KINGSTON, Jamaica – Curiously named Vampire Rejection, the winner of the opening event, was the first of three successes for joint champion jockey Dane Nelson. Trained by Donovan Plummer and starting at odds of 5/2, the lightly raced five-year-old son of Soul Warrior dominated the early fractions and never looked likely to be overtaken in scoring by six lengths.

There was a predictable match in the 1000-metre straight second between Baby Star (Anthony Thomas) conditioned by Johnny Wilmot and Custer (Tevin Foster) prepared by Alford Brown. Failing to abandon the habit of hopping leaving the gate Custer lost a fraction of a second and although sprinting in front for 800 metres was worn down by his principal rival to concede two lengths at the wire.

 In the 1600-metre third, Hot Ice (Omar Simpson), trained by Raymond Townsend, followed up the January 30 nine-length triumph at odds of 5/1 with a hard-fought three parts of a length winning advantage at 7/1.
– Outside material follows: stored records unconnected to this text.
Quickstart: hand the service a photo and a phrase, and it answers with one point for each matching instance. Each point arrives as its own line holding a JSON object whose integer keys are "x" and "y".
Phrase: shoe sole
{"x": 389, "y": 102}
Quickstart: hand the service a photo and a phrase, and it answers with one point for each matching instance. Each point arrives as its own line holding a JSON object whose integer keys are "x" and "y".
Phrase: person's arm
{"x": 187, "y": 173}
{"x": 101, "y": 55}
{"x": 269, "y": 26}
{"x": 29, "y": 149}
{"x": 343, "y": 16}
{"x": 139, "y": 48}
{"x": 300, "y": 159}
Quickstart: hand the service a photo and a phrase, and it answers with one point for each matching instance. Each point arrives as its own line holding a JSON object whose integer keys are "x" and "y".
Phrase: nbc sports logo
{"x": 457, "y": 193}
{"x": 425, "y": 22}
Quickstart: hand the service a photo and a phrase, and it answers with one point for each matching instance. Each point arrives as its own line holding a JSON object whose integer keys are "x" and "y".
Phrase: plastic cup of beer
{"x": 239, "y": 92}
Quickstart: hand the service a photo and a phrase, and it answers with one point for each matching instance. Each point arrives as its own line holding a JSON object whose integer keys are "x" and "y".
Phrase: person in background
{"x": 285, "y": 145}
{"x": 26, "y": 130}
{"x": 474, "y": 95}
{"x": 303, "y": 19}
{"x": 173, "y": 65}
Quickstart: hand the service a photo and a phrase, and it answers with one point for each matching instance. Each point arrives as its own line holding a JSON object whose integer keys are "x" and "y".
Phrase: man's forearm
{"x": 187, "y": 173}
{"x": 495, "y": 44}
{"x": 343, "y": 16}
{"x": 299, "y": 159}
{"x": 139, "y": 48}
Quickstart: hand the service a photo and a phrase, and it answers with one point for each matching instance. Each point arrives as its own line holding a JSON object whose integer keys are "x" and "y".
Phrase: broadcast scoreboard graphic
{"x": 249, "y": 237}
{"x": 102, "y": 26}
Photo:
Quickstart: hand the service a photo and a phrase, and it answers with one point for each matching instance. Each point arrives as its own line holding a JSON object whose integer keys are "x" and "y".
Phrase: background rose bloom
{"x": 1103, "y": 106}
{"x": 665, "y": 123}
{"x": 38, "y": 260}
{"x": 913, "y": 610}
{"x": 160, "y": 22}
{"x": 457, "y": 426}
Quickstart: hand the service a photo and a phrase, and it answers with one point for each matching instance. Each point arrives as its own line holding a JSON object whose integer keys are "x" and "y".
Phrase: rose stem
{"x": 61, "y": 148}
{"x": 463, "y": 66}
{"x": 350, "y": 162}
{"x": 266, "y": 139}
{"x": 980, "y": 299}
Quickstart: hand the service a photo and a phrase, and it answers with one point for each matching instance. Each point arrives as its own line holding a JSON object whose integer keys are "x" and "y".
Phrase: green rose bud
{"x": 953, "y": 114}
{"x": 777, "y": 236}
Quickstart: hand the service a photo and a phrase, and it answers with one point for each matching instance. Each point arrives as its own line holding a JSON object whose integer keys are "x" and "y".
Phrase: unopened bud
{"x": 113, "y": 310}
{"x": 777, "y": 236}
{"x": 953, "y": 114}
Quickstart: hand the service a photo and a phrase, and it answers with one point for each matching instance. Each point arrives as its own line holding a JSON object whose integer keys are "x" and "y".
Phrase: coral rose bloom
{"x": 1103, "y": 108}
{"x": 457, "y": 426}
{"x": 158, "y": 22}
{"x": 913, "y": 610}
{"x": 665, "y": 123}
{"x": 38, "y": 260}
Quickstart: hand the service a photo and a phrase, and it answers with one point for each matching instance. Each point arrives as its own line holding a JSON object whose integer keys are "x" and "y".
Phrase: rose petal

The first of three visits to the winners’ enclosure by trainer Gary Subratie was delivered by Christopher Mamdeen with well-fancied Sir Arjun Babu in the fourth. Although drifting to the stand side the gelding stayed on gamely to score by just under a length for the first of double success for the 2019 champion jockey.

Restricted to four-year-olds and upwards maidens whose career performances yielded no second or third-placed finishes except in dissimilar races, this entry condition of the 1200-metre fifth presented the usual ultimate challenge to the punters.

Most had not given the appropriate performance assessment to Expeditious (Ramon Nepare) over 14 lengths, third in its previous start, resulting in a 15/1 odds against the triumph by trainer Marlon Anderson’s charge.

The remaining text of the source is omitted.